Neşe Hanım’ın vaktiyle dersi daha iyi dinlesin diye annesinin ön sıralara oturttuğu Burak isimli bir öğrencisi olmuştu. Diğer beceriksizce hareket eden öğretmenlerin aksine Neşe Hanım birkaç hafta öğrencilerinin oturduğu sıralar ile alakalı problemlere hem öğrencilerin gönlünü alarak, hem de velilerin arzularına kayıtsız kalmayarak ortak bir çözüm getiriyordu. Ayrıca öğrencilerinin dikkat eksikliği gibi bireysel yönlerini de göz önünde bulundurarak her öğrenciyi uygun bir sıraya oturtmaya dikkat ediyordu. Fakat tüm bunlar olurken annesinin okulun ilk günü ön sıraya oturmasını tembihlediği bir çocuk bir türlü yerinden kalkmıyordu. Annesinin bile ısrar etmesine rağmen kimse onu yerinden kaldıramıyordu.

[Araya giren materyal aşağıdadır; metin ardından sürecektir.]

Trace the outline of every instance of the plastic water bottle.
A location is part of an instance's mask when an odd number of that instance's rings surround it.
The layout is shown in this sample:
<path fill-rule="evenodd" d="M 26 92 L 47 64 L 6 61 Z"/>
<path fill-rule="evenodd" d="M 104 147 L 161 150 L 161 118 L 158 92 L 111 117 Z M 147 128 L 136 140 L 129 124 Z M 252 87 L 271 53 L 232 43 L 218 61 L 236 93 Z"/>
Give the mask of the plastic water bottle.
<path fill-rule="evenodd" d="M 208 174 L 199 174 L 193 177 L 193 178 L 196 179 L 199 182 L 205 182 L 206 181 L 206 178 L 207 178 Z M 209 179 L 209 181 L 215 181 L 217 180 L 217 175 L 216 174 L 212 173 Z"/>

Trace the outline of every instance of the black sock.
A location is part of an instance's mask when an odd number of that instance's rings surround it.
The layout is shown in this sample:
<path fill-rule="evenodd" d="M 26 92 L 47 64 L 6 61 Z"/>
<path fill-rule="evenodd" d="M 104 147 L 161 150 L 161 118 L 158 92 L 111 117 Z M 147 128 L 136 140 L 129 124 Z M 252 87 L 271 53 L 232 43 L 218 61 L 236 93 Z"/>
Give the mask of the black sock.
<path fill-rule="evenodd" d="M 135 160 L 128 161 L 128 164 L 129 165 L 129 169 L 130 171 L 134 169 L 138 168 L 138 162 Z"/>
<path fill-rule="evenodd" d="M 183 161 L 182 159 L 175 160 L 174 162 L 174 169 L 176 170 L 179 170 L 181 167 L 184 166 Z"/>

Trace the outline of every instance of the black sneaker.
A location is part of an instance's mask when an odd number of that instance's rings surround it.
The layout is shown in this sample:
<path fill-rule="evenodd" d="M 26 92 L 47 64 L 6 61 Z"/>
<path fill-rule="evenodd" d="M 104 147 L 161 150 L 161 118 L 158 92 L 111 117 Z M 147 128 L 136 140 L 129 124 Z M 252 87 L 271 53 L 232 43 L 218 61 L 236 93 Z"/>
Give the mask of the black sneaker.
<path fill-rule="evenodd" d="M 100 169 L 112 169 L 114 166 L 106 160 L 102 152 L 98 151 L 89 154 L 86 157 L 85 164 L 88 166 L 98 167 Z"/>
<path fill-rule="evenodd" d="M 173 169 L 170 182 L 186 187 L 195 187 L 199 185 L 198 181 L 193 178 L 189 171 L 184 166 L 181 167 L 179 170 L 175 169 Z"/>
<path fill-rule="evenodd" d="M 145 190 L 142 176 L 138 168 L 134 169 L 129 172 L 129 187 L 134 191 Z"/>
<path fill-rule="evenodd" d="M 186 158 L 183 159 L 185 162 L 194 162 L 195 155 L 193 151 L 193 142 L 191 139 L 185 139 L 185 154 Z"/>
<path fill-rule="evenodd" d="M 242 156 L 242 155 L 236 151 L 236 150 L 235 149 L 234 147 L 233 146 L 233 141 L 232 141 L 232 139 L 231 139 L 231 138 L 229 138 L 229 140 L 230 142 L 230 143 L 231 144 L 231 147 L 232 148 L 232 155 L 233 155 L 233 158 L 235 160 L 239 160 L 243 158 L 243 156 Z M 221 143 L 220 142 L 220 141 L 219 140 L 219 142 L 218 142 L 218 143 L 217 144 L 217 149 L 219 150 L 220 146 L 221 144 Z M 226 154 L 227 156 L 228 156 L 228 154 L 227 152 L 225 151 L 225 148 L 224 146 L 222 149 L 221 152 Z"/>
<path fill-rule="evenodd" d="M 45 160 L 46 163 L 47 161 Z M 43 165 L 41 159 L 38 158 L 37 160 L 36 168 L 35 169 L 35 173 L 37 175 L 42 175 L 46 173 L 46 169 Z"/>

“Üüüü... Benim yerim bura, önce geldim… Önce ben oturdum… Üüü… Virmem gızlara…” Burak ne zaman ağlamaya başlasa ağzı burnu akmaya başlıyor. Ağzındaki salyalar defterini ıslatıyordu. Neşe Hanım bu görüntüye pek dayanamıyordu. Ona göre her öğrencisi ilk kez açılmış beyaz bir kumaş gibi tertemiz olmalıydı. Burak’ın ise diğer öğrencilerin aksine mendil taşıması yasaktı. Neşe Hanım ne zaman çocuğa tatlı dille oturduğu sıranın kendisine uygun olmadığını anlatsa başarılı olamıyordu. Çocuğu yerinden zorla kaldırdığı vakit ise Burak neredeyse delirmişçesine ağlamaya başlıyordu. Çocuğun yerinde kalması bir şekilde idare edilebilirdi, ama bu farklı bir çocukla mümkün olabilirdi. Tahtaya ‘yumuşak g’ harfini çizmesini istenildiğinde süngerimsi bir ‘g’ harfi çizen bir çocuğa laf anlatmak mümkün değildi. Bir keresinde sınıfa evde bulduğu pilot kalemi getiren Burak açacak ile kalemi açmayı deneyince her tarafı masmavi yapmıştı. Sulu boya söz konusu olduğunda da Burak için aynı şey geçerliydi. Neşe Hanım şimdiye kadar derslerde burnu akıyor diye defterindeki sayfaları koparan başka bir öğrenci tanımamıştı. Tüm bunlar ön sırada olup biterken Öğretmen Hanım çıldırıyordu. Neşe Hanım her gün öğretmenler odasında Müdür Bey’e bir öğrencisinin sınıfının değiştirilmesini rica ettiğinde, müdürden çok fazla abarttığı cevabını almaktan bıkmıştı. Artık bunların hiçbiri olmayacaktı. Öğretmen Hanım aradan geçen bunca uzun zaman içerisinde en azından bir kâbustan ebediyen kurtulduğuna inanmak istiyordu.


Artık Halil Bey’in en önemli amacı biricik oğlu Burak’ı yetiştirmekti. Halil Bey bir öğretmenden hiçbir şekilde geri kalmaksızın oğluna gerekli özeni gösterecekti. Bu yüzden Halil Bey de bir öğrenci gibi Burak’a öğreteceklerini çalışmalı, bir öğretmenden kat kat daha iyi bir anlatıcı olmalıydı. İşi dışındaki bütün zamanını çocuğuna ayırmaktan çekinmeyen bir babanın mücadelesi başlıyordu.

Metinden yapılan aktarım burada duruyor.